Parti a rischio in aumento, i ginecologi e “l’incubo denuncia”

Pubblicato il 30 Settembre 2010 - 15:13| Aggiornato il 3 Dicembre 2010 OLTRE 6 MESI FA

I ginecologi italiani si sentono sotto attacco perché hanno paura di essere denunciati: infatti ci sono sempre più parti “a rischio” e i pazienti sono sempre pronti a denunciare il medico. I timori della categoria sono stati raccontati da Simona Ravizza sul Corriere della Sera.

Scrive la Ravizza: “Tullia Todros, 62 anni, è la prima firmataria di una lettera inviata ai mass media venerdì scorso per esprimere lo sconforto di sei big della ginecologia italiana alle prese con le gravidanze ad alto rischio: «Di giorno siamo in trincea alle prese con il dilemma del tipo di parto da eseguire, di notte non dormiamo più per l’ incubo delle denunce». Da primaria del Sant’ Anna di Torino, però, la Todros è anche la protagonista dell’ unico cesareo degli ultimi mesi finito sui giornali per essersi concluso bene. Quello che ha portato alla nascita della piccola Idil, 670 grammi appena, partorita da una donna in coma per un tumore al cervello. «Ma ogni gravidanza è un’ enorme avventura e come tale comporta un margine, anche se piccolo, di imponderabilità – dice la ginecologa -. Tutte le volte che entriamo in sala parto sappiamo che dalle nostre scelte dipendono due vite. E fare partorire le donne, paradossalmente, non è mai stato così difficile».”

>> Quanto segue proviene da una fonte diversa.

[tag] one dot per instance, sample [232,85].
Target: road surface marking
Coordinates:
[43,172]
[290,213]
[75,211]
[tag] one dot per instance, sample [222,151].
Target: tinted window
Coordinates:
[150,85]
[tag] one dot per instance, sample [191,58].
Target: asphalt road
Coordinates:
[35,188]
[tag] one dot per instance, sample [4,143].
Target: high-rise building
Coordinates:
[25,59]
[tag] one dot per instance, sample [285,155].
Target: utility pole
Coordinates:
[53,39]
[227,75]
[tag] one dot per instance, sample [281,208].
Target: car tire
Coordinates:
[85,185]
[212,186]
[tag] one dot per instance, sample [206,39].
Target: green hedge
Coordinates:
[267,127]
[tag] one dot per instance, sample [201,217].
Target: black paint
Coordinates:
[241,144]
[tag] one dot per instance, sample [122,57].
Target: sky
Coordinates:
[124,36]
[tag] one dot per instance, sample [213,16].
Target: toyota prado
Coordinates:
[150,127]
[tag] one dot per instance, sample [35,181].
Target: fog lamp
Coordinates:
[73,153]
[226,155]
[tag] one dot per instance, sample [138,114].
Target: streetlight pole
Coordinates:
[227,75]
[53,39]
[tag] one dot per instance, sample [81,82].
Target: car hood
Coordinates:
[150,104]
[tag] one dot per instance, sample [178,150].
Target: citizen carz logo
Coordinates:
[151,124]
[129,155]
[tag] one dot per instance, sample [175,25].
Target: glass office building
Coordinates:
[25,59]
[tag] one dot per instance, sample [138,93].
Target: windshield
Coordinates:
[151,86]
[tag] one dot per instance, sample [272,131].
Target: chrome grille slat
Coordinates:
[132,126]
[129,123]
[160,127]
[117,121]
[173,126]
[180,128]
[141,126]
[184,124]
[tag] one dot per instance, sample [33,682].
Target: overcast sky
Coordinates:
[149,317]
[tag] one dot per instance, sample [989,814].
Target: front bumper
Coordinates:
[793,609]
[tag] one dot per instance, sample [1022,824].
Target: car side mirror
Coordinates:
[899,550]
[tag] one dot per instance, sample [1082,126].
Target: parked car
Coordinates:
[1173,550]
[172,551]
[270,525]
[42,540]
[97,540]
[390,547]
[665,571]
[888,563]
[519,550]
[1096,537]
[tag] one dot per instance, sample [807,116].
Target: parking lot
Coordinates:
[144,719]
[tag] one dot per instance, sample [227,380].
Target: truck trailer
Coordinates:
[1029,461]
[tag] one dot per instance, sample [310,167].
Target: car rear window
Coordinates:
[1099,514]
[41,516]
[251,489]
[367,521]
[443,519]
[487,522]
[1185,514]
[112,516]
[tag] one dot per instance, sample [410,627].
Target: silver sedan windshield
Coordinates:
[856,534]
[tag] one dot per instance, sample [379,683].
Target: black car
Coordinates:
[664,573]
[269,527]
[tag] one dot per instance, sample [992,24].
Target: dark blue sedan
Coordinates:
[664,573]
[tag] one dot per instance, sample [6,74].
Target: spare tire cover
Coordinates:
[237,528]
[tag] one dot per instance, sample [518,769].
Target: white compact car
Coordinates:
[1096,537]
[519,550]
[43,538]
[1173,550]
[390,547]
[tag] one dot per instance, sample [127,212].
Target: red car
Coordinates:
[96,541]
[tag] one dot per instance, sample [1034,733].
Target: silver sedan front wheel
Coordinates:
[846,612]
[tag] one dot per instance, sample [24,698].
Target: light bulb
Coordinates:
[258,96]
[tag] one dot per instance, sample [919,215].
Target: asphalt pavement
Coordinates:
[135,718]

Il pericolo di incidenti, ha spiegato la Ravizza, “è dietro l’ angolo perché alla medicina viene chiesto sempre di più. Con l’ età delle mamme che slitta in avanti (32 anni contro i 19 delle bisnonne). La fecondazione artificiale che provoca il boom dei parti plurimi con il moltiplicarsi dei rischi sia per le madri sia per i feti. I progressi clinici che riescono a fare concludere una gravidanza anche a donne con malattie per le quali fino a poco tempo avere figli sarebbe stato impensabile. Immigrate con patologie gravi mal curate nei Paesi d’ origine”.

Inoltre, “dopo la lite scoppiata al Policlinico di Messina tra due medici che ha ridotto in fin di vita la madre e il bambino – c’ è l’ incubo cesarei. «In Italia se ne fanno troppi (quasi il 40% contro il 15% raccomandato dall’ Organizzazione mondiale della Sanità, ndr). Un abuso che avviene soprattutto negli ospedali con meno di mille/millecinquecento parti l’ anno, spesso in difficoltà ad affrontare l’ incognita di un parto naturale», ammette Todros”.

La Todros, ha ricordato la Ravizza, “insieme con gli altri cinque firmatari della lettera – Tiziana Frusca di Brescia, Patrizia Vergani del San Gerardo di Monza, Nicola Rizzo e Gianluigi Pilu di Bologna, Enrico Ferrazzi del Buzzi – non ci sta, però, a trasformare l’ Italia nel Paese dei parti a rischio: «I numeri parlano di una grave complicazione neonatale ogni mille nati e di una forbice di morti materne tra le 7 e le 15 ogni 100 mila. Una frequenza superiore rispetto a quella delle statistiche ufficiali, ma in linea con il resto d’ Europa e degli Stati Uniti». Non è un buon motivo, però, per restare con le mani in mano: «Partorire in Italia oggi è più sicuro rispetto al passato. Ma bisogna migliorare il più possibile l’ organizzazione – insiste la Todros -. È necessario anche stabilire percorsi di cura mirati per le donne con gravidanza più a rischio»”.